COLUMBIA, S.C. – As legislators weigh whether to vote out the lone minority trustee at the University of South Carolina, an Associated Press analysis shows the school’s governing board is already less diverse than others in the Southeastern Conference.

 Trustee Leah Moody, who is Black, was temporarily appointed to one of 17 voting posts when another Black trustee resigned. She is up for election to a partial term today and wants a full four-year term in 2012, but a lawmaker from her region is backing another candidate and supporters don’t think Moody has enough votes to win.

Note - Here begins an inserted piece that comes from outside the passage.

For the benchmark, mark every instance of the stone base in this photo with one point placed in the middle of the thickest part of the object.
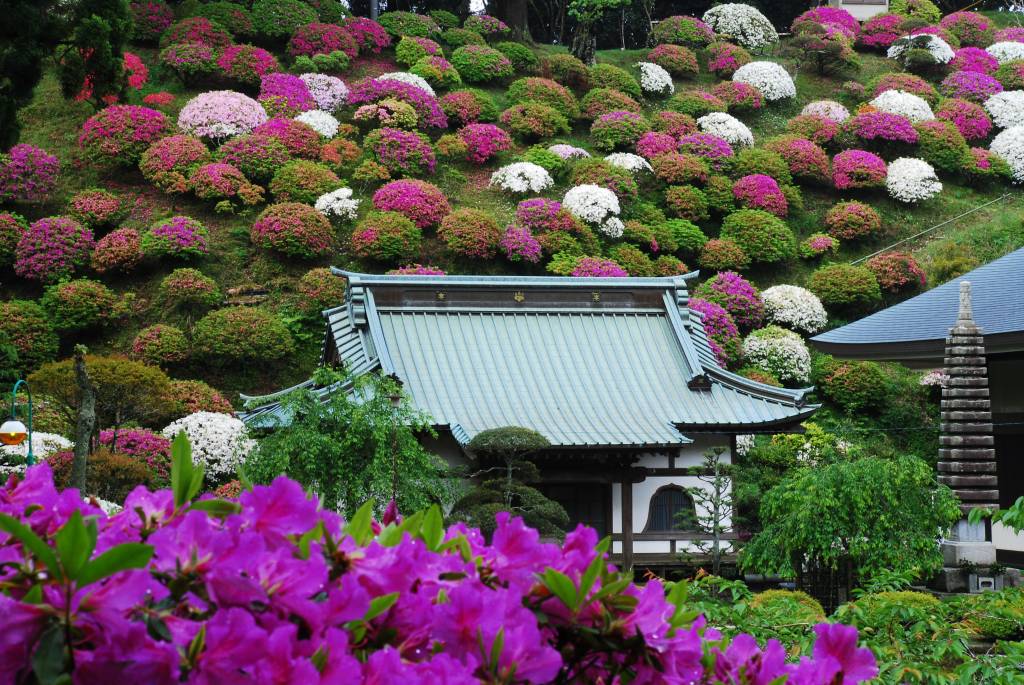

 The lack of minorities leading the state’s flagship university could affect its ability to recruit black graduate students and faculty, notes Richard Chait, a research professor at Harvard University’s Graduate School of Education. Nearly 30 percent of the state’s population and 16 percent of the University of South Carolina student body is Black.

 Some students also said a defeat for Moody would be cause for concern. Jeremy Stroud, 35, a history major who is White, said diversity on the board shouldn’t be left to a natural process.

 “The status quo gets you what you have now,” he said. “You get more lily-whiteness.”

 But Ken Baxter Jr., a Black 34-year-old political science major, said Moody should be re-elected because of her experience, not her race, and said he was worried about forcing the issue.

 “The more we force things, the more separate we’ll always become,” he said.